What happens when all of these people realize that the politicians that pretend to represent them are actually only interested in managing their anger and directing it against each other?

What happens is that people explode.

You Made Your Bed, Now Seig-Heil In It

while the media played up fears of anarchists and antifa, the Right was stacking up corpses and burning down religious centers. 

As anger was building at town halls, a wave of horrific attacks took place across the US as Jewish places of worship and cemeteries were vandalized, Mosques were targeted and burned down, and a string of deadly shootings were carried out by a variety of Trump supporters and white nationalists. Thus, while the media played up fears of anarchists and antifa, the Right was stacking up corpses and burning down religious centers.

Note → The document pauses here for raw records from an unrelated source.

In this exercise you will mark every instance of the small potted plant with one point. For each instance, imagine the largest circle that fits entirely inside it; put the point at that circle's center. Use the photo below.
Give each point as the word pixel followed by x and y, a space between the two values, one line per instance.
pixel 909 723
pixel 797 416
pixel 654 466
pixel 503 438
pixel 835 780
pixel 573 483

At the same time, the intellectual leaders of the Alt-Right have been put into a strange place, pushed aside and not fully embraced by Trump, but also placed into the role of active supporters of the regime. And now that Trump is in power, those on the far-Right will have to decide if they will continue to stand with Trump, or if they will attempt to claim that he doesn’t go “far enough” and move to become the true vanguard of white nationalism.

Meanwhile, the far-Right will have to continue to find something to talk about now that their candidate is in office and they can’t point to the government itself as the key problem. This reality has led many on the Right to continue to look towards the Left, anarchists, and social movements as the main enemies at hand.

Thus, it should come as no surprise that the Alt-Right and far-Right is breaking apart; the thing that gave them unity, Trump, is collapsing and now they must deal with the fact that just like some socialist group that helped elect a Democrat, they have been used by a politician and spit out. With this in mind, is it any wonder that many on the Right have now begun to pick up the banner of outright terrorism?

The time for self-defense, on all fronts, is now. 

Thinking and Acting Outside of the State

This means setting up neighborhood clinics, it means learning how to pull teeth and perform abortions, and it means sharing skills and knowledge in our communities.

Both the anger that has arisen from the town meetings across the US as well as the impending attacks on millions of people point to the possibilities for autonomous anti-capitalist and anarchist action.

Millions of people, if plans go through, are going to be without health care and will thus be open to new forms of organization and action that before they perhaps were not. Millions will be brought into organizing, demonstrations, and actions, and we must begin to think about how we can involve these people in concrete struggles and projects. At the same time, we need to think about what it would mean to build up autonomous infrastructure and resources in order to deal with Trump’s attacks. This means setting up neighborhood clinics, it means learning how to pull teeth and perform abortions, and it means sharing skills and knowledge in our communities.

But moreover, we need to resist liberal notions that the problem rests solely with Trump. It’s not, and all around us we see that people are rejecting not just the Trump regime but also an economic system that benefits only the wealthy and powerful, is destroying the earth for the sake of profit, and puts all of our lives in danger.

For the real silent majority out there, isn’t it time we start flexing our real power?